Certainly some areas of the Boeing company are doing well. BUT given the LARGE DESIGN FLAWS and software shortcomings, which have lead to two recent crashes and several emergencies, I see much less reason to hope for the organization's survival.

The fact is that some errors are fatal. And choosing to repeat a fatal error is an indication of a far more flawed condition.

So while some may defend a stupid choice that has already killed hundreds, I do not.

Philip Hopf 2 weeks ago Author's comment

I can certainly agree with you on several points. One particular argument in favor of their survival is the fact that Boeing is the second biggest contractor of the U.S. federal government: en....pedia.org/.../...the_U.S._federal_government

Boeing's responsibility to avoid future crashes is indispensable.

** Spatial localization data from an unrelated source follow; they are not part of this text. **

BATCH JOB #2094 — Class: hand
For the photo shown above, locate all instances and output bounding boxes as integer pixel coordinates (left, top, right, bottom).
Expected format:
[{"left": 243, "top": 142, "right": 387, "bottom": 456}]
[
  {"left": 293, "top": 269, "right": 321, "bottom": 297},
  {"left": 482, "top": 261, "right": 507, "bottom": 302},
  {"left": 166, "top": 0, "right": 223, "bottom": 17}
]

William K. 2 weeks ago Member's comment

The problem that I see is that they have not revised their approach to the portion of the system that caused those crashes. That is the automatic stall correction system. They are taking the approach that the only flaw was inadequate pilot training resulting in not being able to correct the problem. The flaw is that the stall detection system is not nearly adequately reliable, since it only uses one sensor, while aircraft safety and control systems always use redundant sensors. And the software seems to have an attitude that the crew is stupid and incapable of the correct actions. So the appearance is that Boeing needs to have a severe attitude adjustment made, and that will probably affect the share value and reduce the profits for a while. So while this is a very small part of the Boeing entity it does represent a potentially huge liability if it keeps killing people, which that problem does not appear to have been adequately addressed.

Philip Hopf 2 weeks ago Author's comment

Let's hope that they clean up their mess internally, even if they blame publicly blame it on external factors.